Сандрик не ответил. Мы лежали на заправленной кровати и смотрели на белый потолок.

– У Сержа был уголок в комнате, где он расклеивал вымазанных маслом культуристов размером с ладонь. Он их вырезал из разных зарубежных журналов, внезапно заполонивших голодное до культа тела, все еще советское пространство. Тогда вообще были в моде уголки в квартирах: иконы, свечи, молитвы. Серж молился на культуристов и мечтал, что однажды станет таким же. Я был тогда ребенком, приходил к нему в гости и зачарованно смотрел на уголок с аккуратно вырезанными по контуру телами. Это я сейчас не люблю слишком старательное наращивание мышц поверх души, но уже по другим критериям оценки. А тогда культуристы были для меня богами, потому что мне объяснили: красота – она такая. Серж часто тренировался на мне, притворяясь, будто он – Майкл Дудикофф[39]. Он хватал меня под мышки, поднимал и со всей силы впечатывал в стену, а потом разворачивался и впечатывал в другую. Я любил такие игры. А с одноклассником Вовчиком в те времена мы изо дня в день, из месяца в месяц вживались в героев с героическими именами, из какого-нибудь Техаса или Канзаса. В наших головах играла ритмичная, мотивирующая музыка, которую мы напевали вслух, стиснув зубы, чтобы пошли басы. У нас были автоматы, и мы всегда спасали наших женщин, которых всегда похищала наркобанда. Это была война без победителей, ведь, победи мы, больше никого не пришлось бы спасать и началась бы самая обычная жизнь без подвигов. И тогда рассосалась бы пленка с выдуманным реквизитом и пылью, поднимающейся от погони, и сырые обои в тесной панельке тоскливо зарябили бы в глазах. Я тогда понимал, что значит быть мужчиной в самом центре Америки. Этому меня научили фильмы на пиратских видеокассетах.

– А где Вовчик сейчас? Он остался жить в Тбилиси?

– Нет. Это были времена, когда люди внезапно улетали на пятнадцать лет, обещая заскочить в следующие выходные. А через пятнадцать лет прилетали, чтобы продать пустующую квартиру, и улетали снова. Вовчик был по матери евреем. И то с натяжкой, но они целеустремленно всей семьей учили иврит. К ним регулярно приходила высокая, кудрявая учительница преподавать на дому. Все ребята во дворе хоть и догадывались о разнице между английским и ивритом, тем не менее бросали ей вслед английские фразы из лексикона американских гетто.

– А Серж? Он исполнил свою мечту?

– Серж много о чем мечтал. Еще он всегда мечтал найти деньги в куртке. Все вокруг находили, а он тщетно ждал этого момента каждую зиму. Однажды, с грядущим потеплением, он предусмотрительно приберег пару купюр в шкафу и обещал себе, что переложит деньги в куртку будучи пьяным, чтобы не вспомнить об этом наутро. То есть пьяным я должен не забыть переложить деньги, думал он, а трезвым наутро забыть, что это провернул. Какой-то замкнутый круг – разочарованно заключал Серж и напивался просто так.

– А ты? Стал героем из своих ролевых игр? – Я улыбнулась. – Ну там автоматы, наркобанда и все дела.

– Куда уж там. Мне вообще иногда кажется, что я проживаю не жизнь, а чувство вины. Перед каким-то собирательным образом. С голосом отца. Глазами матери. Твои родители любили друг друга?

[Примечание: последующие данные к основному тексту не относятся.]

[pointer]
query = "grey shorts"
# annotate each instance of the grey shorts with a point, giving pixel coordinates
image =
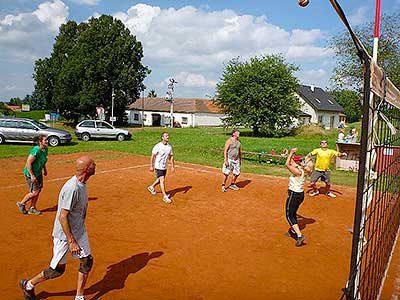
(324, 175)
(37, 186)
(161, 173)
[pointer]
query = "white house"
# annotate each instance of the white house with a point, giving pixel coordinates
(319, 107)
(187, 112)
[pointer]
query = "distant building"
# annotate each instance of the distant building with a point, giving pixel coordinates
(319, 107)
(187, 112)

– Сложная тема. Jein[40]. Мама никогда не делала отцу так больно, как мог сделать ей он, – своим неумением сострадать ее личной боли, своей тягой разрядить повисшее вокруг напряжение, переиначив его в нечто эфемерное и несущественное. Он умел заставить маму страдать, действуя из лучших побуждений. Но и любил он ее больше, чем она его. – Я прижалась к Сандрику и на минуту закрыла глаза.

– А ты? – Он слегка приподнялся и посмотрел на меня с удивлением, будто его осенило.

– Что я?

– Почему ты хоть раз не позвонишь отцу?